There are two kinds of entrepreneurs; those who like working at home, and those who don't. Here's how to know when it's time to go.
We've all heard the story -- a regular guy works at a Wall Street firm studying market trends. He sees a trend that no one else has spotted and begins to daydream about starting his own business. He decides to take the leap. He packs up his stuff and quits his job.
Later, the Wall Street worker sets up a home office in his two-bedroom house feeling free at last.. He runs extension cords out to the garage to operate his computers and uses doors from Home Depot as desks. He brings his wife into the business and hits his folks up for a sizable investment.
Life is pretty chaotic, but it soon pays off. A month later, this guy is selling product in all 50 states and 45 countries. Two months later, he's bringing in $20,000 a week in revenue. The company is christened "Amazon.com."
Not everyone can make it as big as Jeff Bezos, but most home-based entrepreneurs started off by having the same dream -- the dream where they pack up their cubicles and take charge of the future by starting their own businesses.
There are some 13 million businesses currently operating out of a home, representing 52% of all businesses in the United States. These entrepreneurs fall into two distinct groups. The first are entrepreneurs who love working out of their homes. This group has made a lifestyle choice. They have flexible work hours that enable them to do things like picking their kids up from school; they thrive in a casual, boundary-less environment. They don't mind wearing pajamas (or worse) to work and they are undaunted by working alone. These folks are not interested in significantly expanding their businesses or hiring employees. They are doing well and they are clear about their priorities. In fact, the last thing that they want is to become the next Jeff Bezos.
Then there's the second group. These home-based entrepreneurs are working at home not because it is a lifestyle choice, but because it is the logical first step to getting their ideas off the ground. They want to minimize their overhead while they grow their business. Ultimately, they want to hire employees in order to increase revenues and want to be seen as a "real" business, able to compete with their more established competitors.
This second group is inspired by those who have come before them -- Jeff Bezos, Steve Jobs, Bill Gates, Richard Branson, and Michael Dell, all of whom started with a home-based business and then became a household name.
You probably already know which group you fall into, but if you are wondering whether or not you should consider moving out of your home office, I have compiled "The Top Ten Signs You're Ready To Escape To A Real Office" to help you figure out your next move. These quotes came from home-based entrepreneurs who entered our "Home Office From Hell" Contest.
#10: "I want to hire an assistant, but we'd have to share a chair."
If your business is expanding faster than you have office furniture or you are meeting with your clients in the hallway, you are a good candidate to escape your home office.
#9: "My husband thinks I need to get a real job."
If your husband or wife thinks that you spend your day chatting with the neighbors or your mother-in-law is convinced you are running a drug cartel out of your living room, you are a good candidate to escape your home office.

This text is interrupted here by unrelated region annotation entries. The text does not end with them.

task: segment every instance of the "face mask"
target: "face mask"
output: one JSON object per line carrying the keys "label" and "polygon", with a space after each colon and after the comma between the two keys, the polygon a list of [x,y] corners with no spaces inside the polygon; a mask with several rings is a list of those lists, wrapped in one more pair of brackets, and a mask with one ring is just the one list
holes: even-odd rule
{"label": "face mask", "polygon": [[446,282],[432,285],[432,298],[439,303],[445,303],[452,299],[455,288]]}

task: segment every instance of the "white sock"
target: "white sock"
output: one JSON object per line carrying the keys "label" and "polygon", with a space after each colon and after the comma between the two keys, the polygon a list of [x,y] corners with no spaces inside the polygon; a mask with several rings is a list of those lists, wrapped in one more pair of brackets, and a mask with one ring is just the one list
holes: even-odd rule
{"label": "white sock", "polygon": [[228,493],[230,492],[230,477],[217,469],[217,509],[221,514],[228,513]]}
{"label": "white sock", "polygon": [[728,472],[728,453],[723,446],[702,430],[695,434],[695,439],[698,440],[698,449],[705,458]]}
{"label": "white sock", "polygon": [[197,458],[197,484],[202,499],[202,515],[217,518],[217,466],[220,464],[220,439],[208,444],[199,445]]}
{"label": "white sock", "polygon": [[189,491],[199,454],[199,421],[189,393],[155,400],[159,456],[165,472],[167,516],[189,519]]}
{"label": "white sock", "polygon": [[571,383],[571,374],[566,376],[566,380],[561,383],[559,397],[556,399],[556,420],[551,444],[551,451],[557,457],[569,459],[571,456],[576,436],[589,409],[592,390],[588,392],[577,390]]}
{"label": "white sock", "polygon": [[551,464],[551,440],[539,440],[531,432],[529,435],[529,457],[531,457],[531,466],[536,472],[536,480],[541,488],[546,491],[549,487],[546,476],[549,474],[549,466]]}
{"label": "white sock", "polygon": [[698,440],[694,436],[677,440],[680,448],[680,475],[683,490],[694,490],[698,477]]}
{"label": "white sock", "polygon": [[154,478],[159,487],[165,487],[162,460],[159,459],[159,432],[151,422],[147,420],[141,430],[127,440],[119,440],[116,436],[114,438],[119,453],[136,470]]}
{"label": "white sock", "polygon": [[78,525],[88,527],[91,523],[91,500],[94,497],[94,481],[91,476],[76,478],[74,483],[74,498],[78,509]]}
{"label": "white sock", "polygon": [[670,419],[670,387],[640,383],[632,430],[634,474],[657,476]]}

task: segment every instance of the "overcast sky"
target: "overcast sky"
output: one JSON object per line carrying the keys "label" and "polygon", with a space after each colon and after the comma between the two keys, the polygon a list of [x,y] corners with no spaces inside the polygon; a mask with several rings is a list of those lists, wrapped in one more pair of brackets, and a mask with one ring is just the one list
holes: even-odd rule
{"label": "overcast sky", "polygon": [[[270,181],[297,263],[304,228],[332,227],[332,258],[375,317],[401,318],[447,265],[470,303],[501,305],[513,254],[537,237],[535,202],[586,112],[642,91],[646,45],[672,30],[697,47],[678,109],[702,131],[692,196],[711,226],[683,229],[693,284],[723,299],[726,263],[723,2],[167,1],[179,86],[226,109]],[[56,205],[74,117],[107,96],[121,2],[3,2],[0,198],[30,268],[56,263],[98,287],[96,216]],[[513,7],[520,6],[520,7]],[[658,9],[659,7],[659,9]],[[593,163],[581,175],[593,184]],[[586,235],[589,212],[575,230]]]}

#8: "My friends think that working at home means I never miss Days of Our Lives."
If you are like Rodney Dangerfield and "can't get any respect" because your friends think you catch every episode of Dr. Phil and sleep until noon, you are a good candidate to escape your home office.
#7: "Starbucks is starting to encroach on my profits."
If you are conducting all your big meetings in the science fiction section of Barnes & Noble or you are working on your sixth grande frappachino, you are a good candidate to escape your home office.
#6: "I realized today that at 4pm, I was still wearing pajamas."
If your idea of networking is talking to the cat and you haven't been in a shower or out of the house in over a week, you are a good candidate to escape your home office.
#5: "I could die here and no one would ever know."
If you worry that it might be the smell that gets people to inquire about your business, you are a good candidate to escape your home office.
#4: "Why did God invent Oprah? How are we supposed to work when Oprah is on?"
If you are overwhelmed by the urge to climb back into bed or regularly feel a deep longing to do several loads of laundry in the middle of the business day, you are a good candidate to escape your home office.
#3: "No, the baby doesn't go in the playpen...Important papers go in there so the baby can't get at them."
If you find yourself picking Cheerios out of your laptop, chasing the kids around the kitchen while conference-calling Japan and wiping peanut butter off your client's proposal, you are a good candidate to escape your home office.
#2: "I feel like I live at the office...Wait! I do!"
If your workday ends two minutes before you drop into bed or you are taking four-a.m. phone calls from sleepless clients, you are a good candidate to escape your home office.
And last but not least...
#1: "Since you're home all day anyway, I need a favor..."
If you are picking up your wife's laundry, driving your friend to the airport or running errands for your neighbors in the middle of your workday, you are a good candidate to escape your home office.